Я всегда обостренно воспринимаю речь каждого человека, этот сложнейший инструмент звукового соотношения между им самим и его семьей, местом обитания, социальным кругом, языком детских лет, – без сомнения, оттого, что провел первые годы жизни в семье, говорившей по-французски в маленьком немецком городке и, что хуже всего, сразу после войны. И конечно, именно этому единственному обстоятельству я обязан тем, что стал более внимательным слушателем, чем другие, более опытным экспертом по части мельчайших нюансов устной речи. Мадемуазель Обье изъяснялась устаревшим, цветистым языком. Стоило Дельфине влезть в тарелку пальчиками, как Мадемуазель раздраженно восклицала: «Ну вот, Дельфина, деточка, теперь вилка папаши Адама вся грязная!» – и, смочив салфетку водой из графина, обтирала ее крошечные ручки, как после рисования акварелью. Сенесе говорил изысканно и витиевато, не боясь впадать в педантизм. Более того, он специально уснащал свою речь неожиданными, редкими, грубоватыми, даже шокирующими оборотами и неизменно прерывал сам себя напыщенным вопросом: «Да можно ли эдак выражаться?» – с одной целью: проверить грамматические познания собеседника.
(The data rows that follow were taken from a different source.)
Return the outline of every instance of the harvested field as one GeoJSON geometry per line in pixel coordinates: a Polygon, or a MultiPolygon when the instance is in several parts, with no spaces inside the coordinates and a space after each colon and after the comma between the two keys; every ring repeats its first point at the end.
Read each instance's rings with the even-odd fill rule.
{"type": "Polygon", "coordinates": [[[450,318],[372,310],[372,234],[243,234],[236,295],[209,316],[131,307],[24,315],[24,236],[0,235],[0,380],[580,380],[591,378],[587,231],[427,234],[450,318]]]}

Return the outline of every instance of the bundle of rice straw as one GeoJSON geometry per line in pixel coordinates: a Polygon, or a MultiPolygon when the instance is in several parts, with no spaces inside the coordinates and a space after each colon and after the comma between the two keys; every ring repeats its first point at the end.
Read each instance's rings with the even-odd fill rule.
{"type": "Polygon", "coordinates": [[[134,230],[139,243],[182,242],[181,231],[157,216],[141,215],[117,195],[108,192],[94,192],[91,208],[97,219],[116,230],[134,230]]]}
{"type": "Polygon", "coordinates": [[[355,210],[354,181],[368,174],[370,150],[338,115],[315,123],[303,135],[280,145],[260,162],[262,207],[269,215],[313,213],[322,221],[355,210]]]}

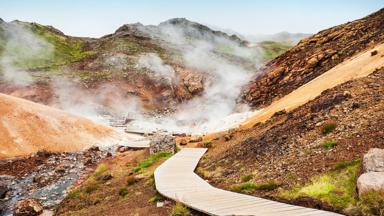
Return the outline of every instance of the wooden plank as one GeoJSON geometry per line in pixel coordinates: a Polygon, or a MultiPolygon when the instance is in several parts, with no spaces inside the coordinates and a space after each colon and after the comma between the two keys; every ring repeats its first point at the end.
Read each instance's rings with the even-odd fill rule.
{"type": "Polygon", "coordinates": [[[159,166],[154,173],[159,193],[209,215],[339,215],[215,188],[194,173],[206,150],[184,148],[159,166]]]}

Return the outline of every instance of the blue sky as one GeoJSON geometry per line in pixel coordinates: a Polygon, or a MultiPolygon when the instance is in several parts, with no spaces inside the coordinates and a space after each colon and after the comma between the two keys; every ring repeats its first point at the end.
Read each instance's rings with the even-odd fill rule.
{"type": "Polygon", "coordinates": [[[0,17],[99,37],[125,23],[158,24],[185,17],[241,34],[316,33],[364,17],[383,0],[0,0],[0,17]]]}

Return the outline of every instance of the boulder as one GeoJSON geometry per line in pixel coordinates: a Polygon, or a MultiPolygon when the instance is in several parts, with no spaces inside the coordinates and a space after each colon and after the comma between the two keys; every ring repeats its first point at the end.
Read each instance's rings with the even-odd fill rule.
{"type": "Polygon", "coordinates": [[[384,172],[368,172],[357,179],[359,194],[366,191],[384,191],[384,172]]]}
{"type": "Polygon", "coordinates": [[[183,83],[191,94],[198,94],[204,90],[203,77],[200,75],[188,74],[183,83]]]}
{"type": "Polygon", "coordinates": [[[364,172],[384,172],[384,149],[372,148],[364,155],[364,172]]]}
{"type": "Polygon", "coordinates": [[[35,216],[43,212],[43,206],[37,199],[24,199],[16,203],[14,216],[35,216]]]}
{"type": "Polygon", "coordinates": [[[123,152],[129,151],[129,150],[131,150],[131,148],[129,146],[118,146],[116,148],[116,152],[119,152],[119,153],[123,153],[123,152]]]}
{"type": "Polygon", "coordinates": [[[201,136],[197,136],[197,135],[195,135],[195,136],[191,136],[191,139],[189,139],[189,142],[201,142],[201,141],[203,141],[203,137],[201,137],[201,136]]]}
{"type": "Polygon", "coordinates": [[[4,199],[7,196],[9,188],[6,184],[0,182],[0,199],[4,199]]]}
{"type": "Polygon", "coordinates": [[[149,143],[149,153],[155,154],[157,152],[171,152],[174,154],[176,151],[176,139],[169,134],[156,133],[151,137],[149,143]]]}

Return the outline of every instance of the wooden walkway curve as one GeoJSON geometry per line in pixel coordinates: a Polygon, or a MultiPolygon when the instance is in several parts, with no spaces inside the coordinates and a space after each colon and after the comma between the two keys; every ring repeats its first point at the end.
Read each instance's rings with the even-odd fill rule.
{"type": "Polygon", "coordinates": [[[184,148],[155,170],[160,194],[209,215],[339,215],[215,188],[194,173],[205,148],[184,148]]]}

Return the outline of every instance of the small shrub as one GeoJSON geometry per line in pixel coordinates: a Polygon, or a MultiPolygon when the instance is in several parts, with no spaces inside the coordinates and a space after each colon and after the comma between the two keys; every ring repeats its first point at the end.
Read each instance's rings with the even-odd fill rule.
{"type": "Polygon", "coordinates": [[[127,185],[133,185],[137,182],[137,179],[133,176],[130,176],[128,179],[127,179],[127,185]]]}
{"type": "Polygon", "coordinates": [[[102,163],[102,164],[100,164],[97,168],[96,168],[96,170],[95,170],[95,172],[93,173],[93,175],[94,176],[101,176],[105,171],[107,171],[108,170],[108,166],[107,166],[107,164],[105,164],[105,163],[102,163]]]}
{"type": "Polygon", "coordinates": [[[331,171],[314,176],[307,184],[280,191],[280,196],[290,200],[311,197],[342,210],[356,204],[358,197],[356,181],[359,168],[359,160],[339,163],[331,171]]]}
{"type": "Polygon", "coordinates": [[[242,182],[247,182],[247,181],[250,181],[251,179],[252,179],[252,175],[241,176],[242,182]]]}
{"type": "Polygon", "coordinates": [[[323,126],[323,128],[321,129],[321,132],[325,135],[332,132],[335,128],[336,128],[336,123],[330,122],[323,126]]]}
{"type": "Polygon", "coordinates": [[[69,199],[76,199],[81,196],[81,191],[79,189],[75,189],[68,194],[69,199]]]}
{"type": "Polygon", "coordinates": [[[384,191],[367,191],[360,195],[359,206],[364,215],[384,215],[384,191]]]}
{"type": "Polygon", "coordinates": [[[94,201],[93,201],[93,205],[97,205],[99,203],[101,203],[101,198],[96,198],[94,201]]]}
{"type": "Polygon", "coordinates": [[[351,160],[351,161],[342,161],[342,162],[337,163],[332,170],[333,171],[342,170],[342,169],[348,168],[350,166],[356,166],[356,165],[360,164],[360,162],[361,162],[360,159],[351,160]]]}
{"type": "Polygon", "coordinates": [[[170,216],[190,216],[192,215],[191,212],[187,207],[185,207],[181,203],[176,203],[176,205],[173,206],[170,216]]]}
{"type": "Polygon", "coordinates": [[[119,196],[121,197],[125,197],[128,193],[129,193],[129,190],[126,187],[120,188],[119,190],[119,196]]]}
{"type": "Polygon", "coordinates": [[[163,200],[164,200],[164,197],[161,196],[161,194],[159,194],[158,192],[156,192],[156,194],[154,196],[152,196],[151,199],[149,199],[149,202],[150,203],[156,203],[156,202],[163,201],[163,200]]]}
{"type": "Polygon", "coordinates": [[[93,191],[97,190],[97,188],[98,188],[98,184],[96,183],[87,184],[87,186],[85,186],[84,188],[84,192],[87,194],[90,194],[93,191]]]}
{"type": "Polygon", "coordinates": [[[325,140],[323,142],[323,147],[325,149],[332,149],[333,147],[337,146],[338,142],[336,140],[325,140]]]}

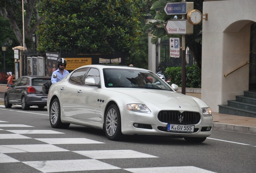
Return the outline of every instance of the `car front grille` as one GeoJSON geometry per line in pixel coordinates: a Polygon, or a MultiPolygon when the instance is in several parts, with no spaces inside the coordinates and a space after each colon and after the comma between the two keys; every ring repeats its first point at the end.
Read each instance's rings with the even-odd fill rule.
{"type": "Polygon", "coordinates": [[[196,124],[200,121],[201,116],[198,113],[178,111],[163,111],[157,115],[157,119],[163,123],[176,125],[196,124]]]}

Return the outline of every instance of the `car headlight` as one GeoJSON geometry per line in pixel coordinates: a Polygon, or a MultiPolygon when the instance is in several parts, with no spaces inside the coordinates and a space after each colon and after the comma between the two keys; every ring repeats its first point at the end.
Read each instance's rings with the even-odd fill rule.
{"type": "Polygon", "coordinates": [[[130,104],[126,105],[126,108],[129,111],[134,112],[146,113],[151,113],[151,111],[147,106],[142,104],[138,103],[130,104]]]}
{"type": "Polygon", "coordinates": [[[210,108],[202,108],[202,112],[205,117],[212,116],[212,111],[210,108]]]}

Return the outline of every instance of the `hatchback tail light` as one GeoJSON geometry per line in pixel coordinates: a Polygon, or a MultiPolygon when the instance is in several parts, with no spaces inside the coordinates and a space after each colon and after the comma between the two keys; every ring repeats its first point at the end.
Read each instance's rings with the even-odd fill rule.
{"type": "Polygon", "coordinates": [[[29,86],[27,88],[27,92],[28,93],[35,93],[35,89],[33,86],[29,86]]]}

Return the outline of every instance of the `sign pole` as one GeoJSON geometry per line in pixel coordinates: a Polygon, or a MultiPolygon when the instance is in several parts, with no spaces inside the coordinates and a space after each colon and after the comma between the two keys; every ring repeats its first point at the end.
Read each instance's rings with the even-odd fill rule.
{"type": "MultiPolygon", "coordinates": [[[[186,0],[182,0],[186,2],[186,0]]],[[[182,19],[186,15],[182,15],[182,19]]],[[[182,94],[186,94],[186,35],[182,35],[182,94]]]]}
{"type": "Polygon", "coordinates": [[[182,36],[182,94],[186,95],[186,35],[182,36]]]}

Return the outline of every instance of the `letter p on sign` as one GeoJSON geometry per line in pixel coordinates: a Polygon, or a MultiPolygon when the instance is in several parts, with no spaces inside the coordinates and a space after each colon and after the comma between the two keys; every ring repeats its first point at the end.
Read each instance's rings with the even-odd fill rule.
{"type": "Polygon", "coordinates": [[[174,48],[180,48],[180,39],[174,39],[174,48]]]}

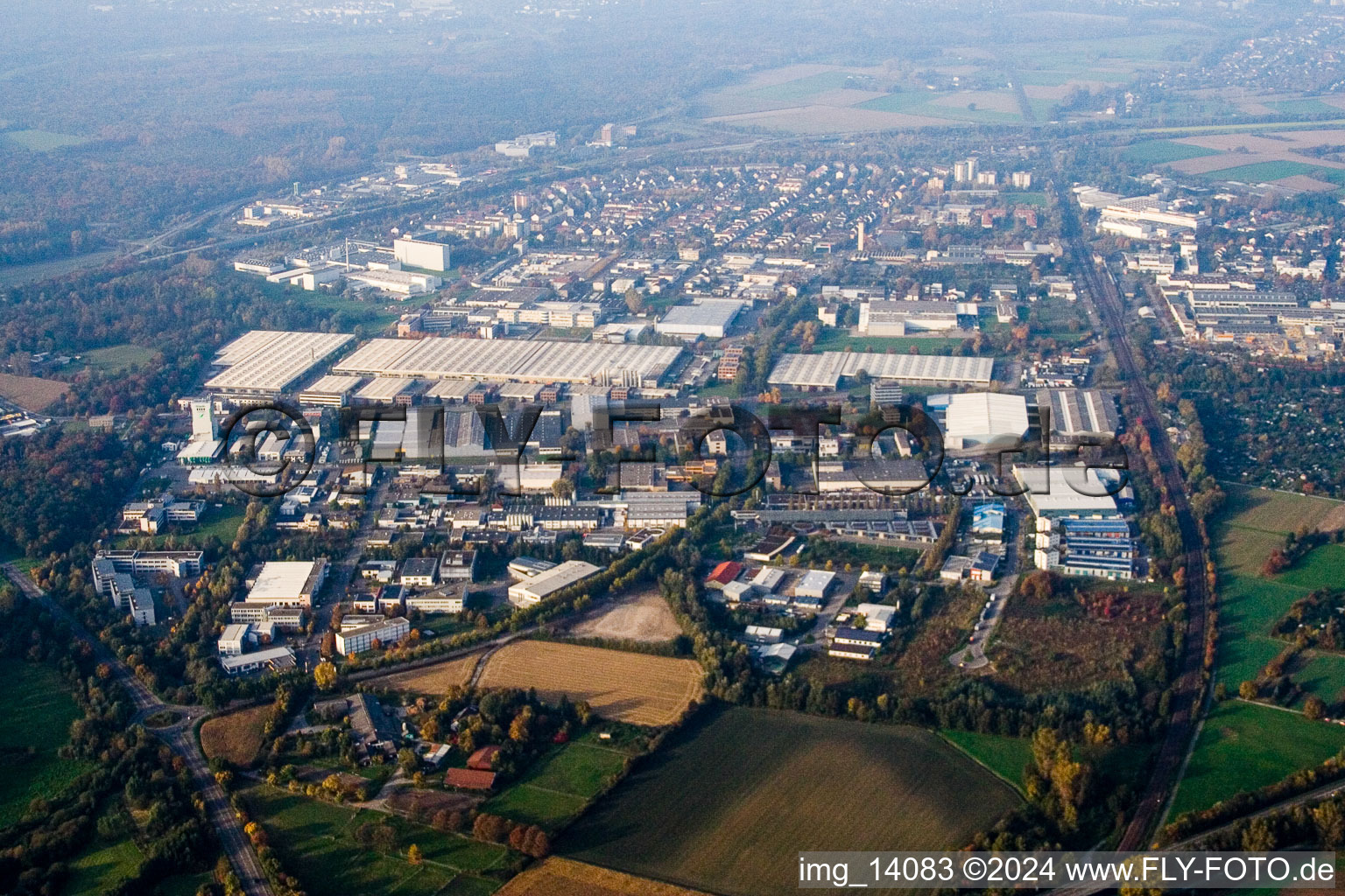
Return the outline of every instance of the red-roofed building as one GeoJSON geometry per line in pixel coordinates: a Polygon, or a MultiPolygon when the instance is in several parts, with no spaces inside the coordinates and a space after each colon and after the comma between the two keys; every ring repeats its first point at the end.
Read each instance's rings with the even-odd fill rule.
{"type": "Polygon", "coordinates": [[[725,560],[710,571],[709,578],[705,580],[705,587],[724,588],[724,586],[733,582],[740,575],[742,575],[742,564],[734,563],[733,560],[725,560]]]}
{"type": "Polygon", "coordinates": [[[476,771],[490,771],[495,760],[495,754],[500,751],[499,747],[491,744],[488,747],[482,747],[471,756],[467,758],[467,767],[476,771]]]}
{"type": "Polygon", "coordinates": [[[476,768],[449,768],[444,775],[444,786],[463,790],[490,790],[495,786],[495,772],[476,768]]]}

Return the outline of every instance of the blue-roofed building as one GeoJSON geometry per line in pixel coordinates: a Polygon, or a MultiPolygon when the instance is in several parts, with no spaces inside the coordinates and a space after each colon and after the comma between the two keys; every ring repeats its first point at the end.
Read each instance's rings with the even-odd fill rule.
{"type": "Polygon", "coordinates": [[[1005,505],[998,501],[981,504],[971,510],[971,535],[986,541],[1005,537],[1005,505]]]}

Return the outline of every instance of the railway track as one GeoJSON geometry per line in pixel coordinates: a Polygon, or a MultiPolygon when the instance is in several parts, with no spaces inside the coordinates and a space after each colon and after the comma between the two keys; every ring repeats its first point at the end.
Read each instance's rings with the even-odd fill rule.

Дельфина лепетала, как и положено ребенку – надоедливо, но очаровательно; язык Изабель был довольно эклектичным, словно она, – не желая смиряться с законами речи, подмешивала к ней то наивность, то провокацию, то высокомерие – и при этом неизменно поглядывала на нас с вызовом, настороженно, прикусив уголок нижней губы. «Ну конечно, – говорила она нам воскресными вечерами, разозленная необходимостью отъезда, а может быть, еще и обиженная тем, что мы недостаточно грустили по этому поводу, – конечно, вы-то здесь живете-поживаете, горя не знаете!»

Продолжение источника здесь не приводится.